The vibrational spectra of some penta- and hexa-halogeno-complexes of tin, titanium, and tellurium

Abstract

The preparation of the salts (Et₄N)SnCl₅, (Bu₄N)SnCl₅, (Et₄N)SnBr₅, (Et₄N)TiCl₅, (Et₄N)Ti₂Cl₉, (Et₄N)TeCl₅, and (Et₄N)Te₃Cl₁₃ is described; the infrared spectra (400–90 cm.^–1) of all the compounds and the Raman spectra of the tin compounds are reported. The spectra indicate that the tin and titanium compounds are salts of the trigonal bipyramidal ions SnCl₅^–, SnBr₅^–, and TiCl₅^– while for the TeCl₅^– ion the symmetry is probably lower than that of a square pyramidal structure. For (Et₄N)Te₃Cl₁₃ the probable structure is (Et₄N⁺)(TeCl₃⁺)₃(Cl^–)₄, and (Et₄N)Ti₂Cl₉ appears to contain the chlorine-bridged Ti₂Cl₉^– ion. The assignment of the vibrational spectra of solid tellurium tetrachloride is discussed.

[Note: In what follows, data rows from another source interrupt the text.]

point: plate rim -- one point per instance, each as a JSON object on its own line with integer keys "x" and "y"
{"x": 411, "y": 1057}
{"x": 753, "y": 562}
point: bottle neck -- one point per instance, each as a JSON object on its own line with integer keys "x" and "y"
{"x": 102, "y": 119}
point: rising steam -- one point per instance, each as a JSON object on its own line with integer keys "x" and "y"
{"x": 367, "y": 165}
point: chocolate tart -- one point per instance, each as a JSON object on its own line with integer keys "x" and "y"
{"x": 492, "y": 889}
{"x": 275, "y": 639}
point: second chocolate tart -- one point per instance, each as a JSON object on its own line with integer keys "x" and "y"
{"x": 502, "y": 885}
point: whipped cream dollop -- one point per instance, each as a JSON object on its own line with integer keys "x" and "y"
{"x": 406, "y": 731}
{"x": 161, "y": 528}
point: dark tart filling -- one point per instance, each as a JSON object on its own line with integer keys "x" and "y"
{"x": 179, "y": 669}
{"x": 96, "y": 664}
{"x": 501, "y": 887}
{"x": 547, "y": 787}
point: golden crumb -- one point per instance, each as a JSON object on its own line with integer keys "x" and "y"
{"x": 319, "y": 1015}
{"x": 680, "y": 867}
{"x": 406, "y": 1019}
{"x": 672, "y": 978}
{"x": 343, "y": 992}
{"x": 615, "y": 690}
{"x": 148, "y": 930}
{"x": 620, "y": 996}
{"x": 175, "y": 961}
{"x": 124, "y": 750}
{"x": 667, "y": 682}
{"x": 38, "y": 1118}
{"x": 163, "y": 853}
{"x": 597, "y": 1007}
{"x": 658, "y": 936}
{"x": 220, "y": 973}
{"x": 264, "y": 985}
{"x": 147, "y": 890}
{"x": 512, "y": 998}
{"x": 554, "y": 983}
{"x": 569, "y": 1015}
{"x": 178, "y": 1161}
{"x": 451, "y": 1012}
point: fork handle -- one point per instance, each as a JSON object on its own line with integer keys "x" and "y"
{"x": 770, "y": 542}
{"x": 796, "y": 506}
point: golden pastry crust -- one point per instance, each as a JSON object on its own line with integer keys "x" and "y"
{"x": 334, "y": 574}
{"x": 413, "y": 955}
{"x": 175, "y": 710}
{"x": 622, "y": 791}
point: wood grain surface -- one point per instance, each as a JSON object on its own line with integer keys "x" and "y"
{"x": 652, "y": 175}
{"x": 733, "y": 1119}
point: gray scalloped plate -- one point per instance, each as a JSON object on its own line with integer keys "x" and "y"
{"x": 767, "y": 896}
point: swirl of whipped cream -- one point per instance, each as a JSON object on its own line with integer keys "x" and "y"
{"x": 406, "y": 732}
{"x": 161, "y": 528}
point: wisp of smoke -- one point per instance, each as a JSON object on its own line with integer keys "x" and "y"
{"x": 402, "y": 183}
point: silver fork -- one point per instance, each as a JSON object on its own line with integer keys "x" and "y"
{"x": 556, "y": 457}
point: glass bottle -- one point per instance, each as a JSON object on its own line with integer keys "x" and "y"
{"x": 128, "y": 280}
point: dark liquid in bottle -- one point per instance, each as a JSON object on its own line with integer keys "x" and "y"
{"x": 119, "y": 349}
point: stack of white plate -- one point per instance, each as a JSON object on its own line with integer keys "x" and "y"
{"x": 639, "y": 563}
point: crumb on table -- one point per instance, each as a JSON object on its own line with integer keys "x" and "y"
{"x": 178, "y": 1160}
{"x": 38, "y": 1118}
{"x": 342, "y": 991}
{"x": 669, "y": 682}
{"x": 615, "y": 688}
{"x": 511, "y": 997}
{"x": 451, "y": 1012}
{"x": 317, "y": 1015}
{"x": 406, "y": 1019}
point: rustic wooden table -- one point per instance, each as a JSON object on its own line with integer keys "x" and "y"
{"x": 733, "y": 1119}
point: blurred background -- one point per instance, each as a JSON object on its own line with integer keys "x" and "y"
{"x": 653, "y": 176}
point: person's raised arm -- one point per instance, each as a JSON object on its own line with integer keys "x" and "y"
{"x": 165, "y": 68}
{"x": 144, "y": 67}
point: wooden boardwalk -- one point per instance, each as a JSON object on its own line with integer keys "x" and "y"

The infrared spectra of some salts of the hexahalogeno-ions SnCl₆^–, SnBr₆^–, TiCl₆^2–, TeCl₆^2–, TeBr₆^2–, and the Raman spectra of the TeCl₆^2– and TeBr₆^2– ions are also reported, and evidence is presented for interaction between the anion bending fundamental ν₄ with lattice modes for the tin and tellurium compounds.